It’s the coal industry.

Last month, the Department of Labor said coal added 6,000 workers nationwide over the past year, a 7.6% increase. In Illinois, 5,000 coal jobs pay an annual average of about $90,000 against the state’s all-industry average of $56,000. What is surprising about this achievement is that it comes from an industry that has not been favored by this administration, its regulators or its energy subsidies. But the president, seemingly unaware of coal’s enviable positive record, reiterated his support for costly regulations targeting coal-based power plants.
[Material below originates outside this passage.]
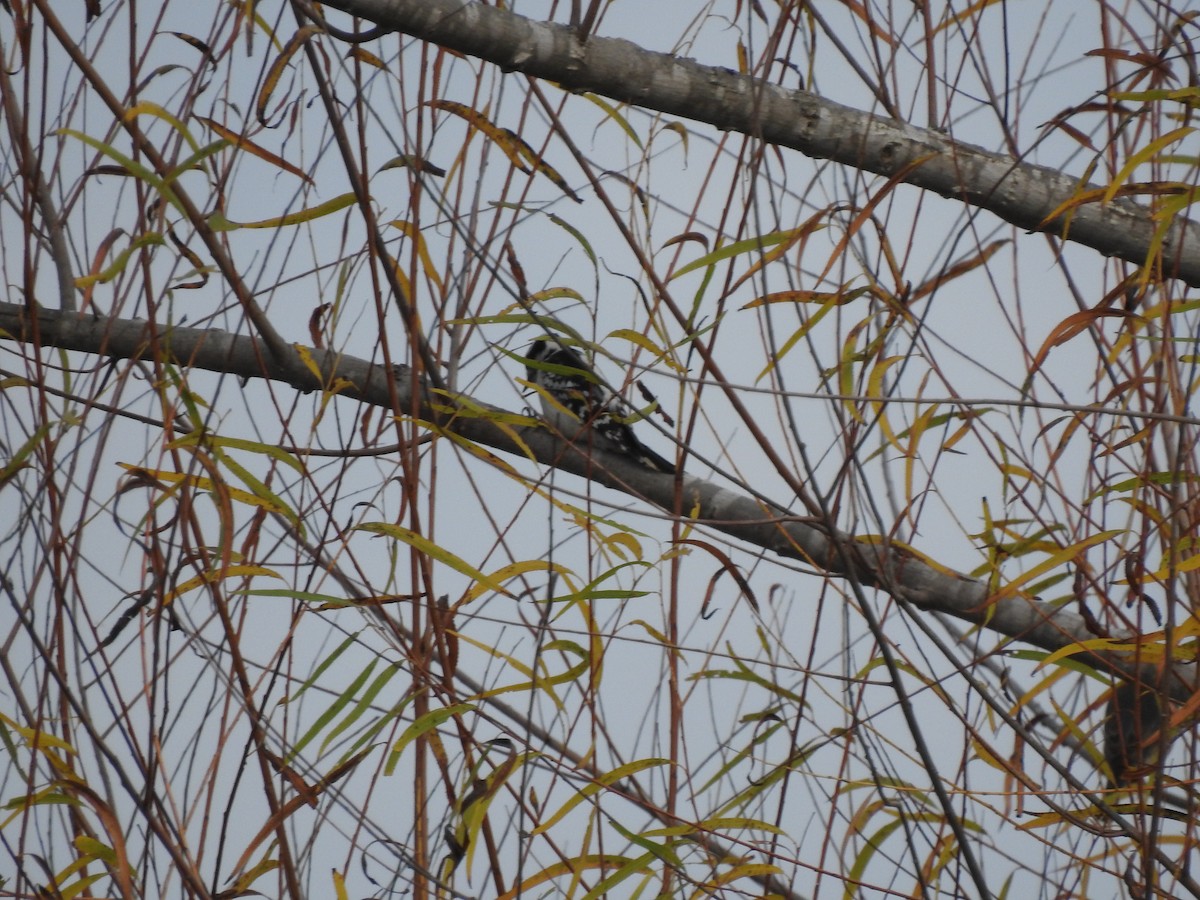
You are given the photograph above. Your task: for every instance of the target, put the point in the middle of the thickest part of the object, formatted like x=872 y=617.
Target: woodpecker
x=577 y=405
That’s a pity, because his own state offers a peek at the future of clean coal in the United States. The potential for coal-based plants to create good jobs is obvious from projects like Prairie State in southern Illinois, the largest coal plant in the U.S. Prairie State employed about 4,000 people throughout its multi-year construction phase and injected $4 billion into the state’s economy. Coal miners will be supplying fuel to that plant for many years to come. Prairie State will also be among the cleanest when it begins operations later this year thanks to its advanced coal technology and emissions control systems.

Why is coal creating jobs in Illinois when most industries are losing them? First, despite conventional wisdom, coal-based capacity is growing, not shrinking. Last year, coal-based power racked up its largest capacity additions since 1985.
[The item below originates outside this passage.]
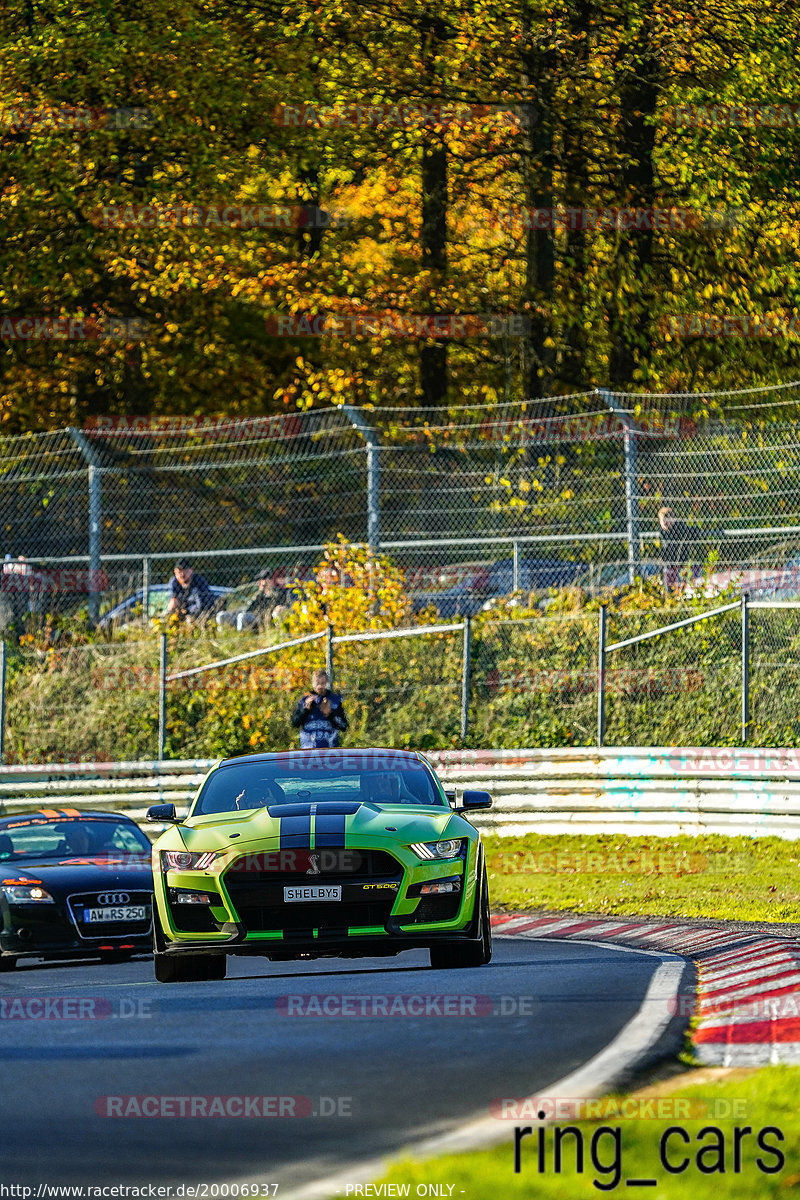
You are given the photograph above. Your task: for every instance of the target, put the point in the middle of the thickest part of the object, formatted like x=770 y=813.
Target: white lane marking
x=595 y=1078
Second, the world’s growing hunger for energy is sharpening its appetite for U.S. coal. China, the world’s second largest economy, is lighting up scores of giant new cities with coal—and builds them with steel made with American coal. Coal now generates 65% of India’s electricity. The country’s fast-rising middle class is driving plans to double the size of its power grid by 2025.
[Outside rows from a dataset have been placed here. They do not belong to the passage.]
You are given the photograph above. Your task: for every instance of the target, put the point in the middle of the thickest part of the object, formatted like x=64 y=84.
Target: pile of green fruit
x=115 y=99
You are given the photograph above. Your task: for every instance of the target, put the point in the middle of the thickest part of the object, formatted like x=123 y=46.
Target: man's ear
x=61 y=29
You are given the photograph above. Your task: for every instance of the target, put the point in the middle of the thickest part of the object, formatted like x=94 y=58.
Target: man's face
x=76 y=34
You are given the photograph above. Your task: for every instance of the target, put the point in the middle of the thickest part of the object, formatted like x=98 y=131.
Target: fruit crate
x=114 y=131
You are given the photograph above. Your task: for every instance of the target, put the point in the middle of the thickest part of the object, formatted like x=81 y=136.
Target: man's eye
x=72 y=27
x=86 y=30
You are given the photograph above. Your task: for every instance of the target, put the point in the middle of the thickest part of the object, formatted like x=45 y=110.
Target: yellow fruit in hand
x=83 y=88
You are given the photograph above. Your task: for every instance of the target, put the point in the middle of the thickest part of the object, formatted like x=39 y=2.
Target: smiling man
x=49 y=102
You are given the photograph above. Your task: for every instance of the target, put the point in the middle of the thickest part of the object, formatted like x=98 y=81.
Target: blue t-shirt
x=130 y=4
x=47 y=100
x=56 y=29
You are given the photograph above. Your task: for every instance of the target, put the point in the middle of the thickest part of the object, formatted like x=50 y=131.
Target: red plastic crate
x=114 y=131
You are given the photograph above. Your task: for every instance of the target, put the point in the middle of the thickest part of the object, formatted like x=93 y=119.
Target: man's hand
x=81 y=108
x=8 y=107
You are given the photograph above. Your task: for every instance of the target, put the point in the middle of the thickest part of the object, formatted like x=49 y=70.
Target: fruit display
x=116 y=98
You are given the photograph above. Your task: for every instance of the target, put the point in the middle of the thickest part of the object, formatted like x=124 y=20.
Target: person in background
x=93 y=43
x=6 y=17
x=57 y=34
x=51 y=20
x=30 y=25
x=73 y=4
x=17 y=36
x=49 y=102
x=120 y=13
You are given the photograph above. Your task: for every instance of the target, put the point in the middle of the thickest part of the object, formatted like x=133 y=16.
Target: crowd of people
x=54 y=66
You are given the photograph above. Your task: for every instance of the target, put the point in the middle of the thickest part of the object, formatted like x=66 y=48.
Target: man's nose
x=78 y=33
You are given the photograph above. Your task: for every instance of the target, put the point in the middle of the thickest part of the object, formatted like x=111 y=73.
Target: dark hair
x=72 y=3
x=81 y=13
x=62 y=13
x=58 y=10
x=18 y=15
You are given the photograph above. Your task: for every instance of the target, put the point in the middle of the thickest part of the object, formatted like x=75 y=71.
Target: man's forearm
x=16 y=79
In fact, the U.S. Department of Energy forecasts coal will remain the dominate fuel source for electricity generation through 2035—both in the U.S. as well as the rest of the world. No wonder U.S. coal exports may total 100 million tons this year. That would be the highest volume in 20 years.

But this favorable outlook leads to a dilemma. How does a coal-rich nation like ours capture these opportunities with public policies that oppose coal production and use? History offers few clues because governments don’t usually thwart development of their own resources.

This government shouldn’t either if it cares about household utility bills and the unemployment rate. The president’s administration would be much better served by working with coal in states like Illinois, not against it.

Start by fostering a more positive, less adversarial regulatory environment. We can and should continue to make environmental progress, but accomplish this in ways that sustain a robust coal industry. One way is for regulators to examine the cumulative costs of multiple regulations on coal-based generation and grid reliability before implementing them.

The penalty for ignoring the true cost of regulations is borne by everyone. If pending air quality regulations shut down a fifth of Illinois’ coal based capacity as feared, state authorities in the president’s home state have warned that utility bills there could jump by 65% in five years.

Another pathway to job creation is to place more trust in states like Illinois to manage their own environmental affairs, especially in areas where Congress specifically intended. State environmental agencies are better able to balance environmental with economic interests than distant federal agencies.

Finally, in its push for renewable fuel technology, the administration should not neglect advanced coal technologies like those being pioneered in the president’s own state. Plants like Prairie State and the FutureGen 2.0 facility in Morgan County, Ill., show how state and federal governments can collaborate with industry to create clean energy projects and clean coal jobs.

Illinois says, “We can do this.” But is Washington listening?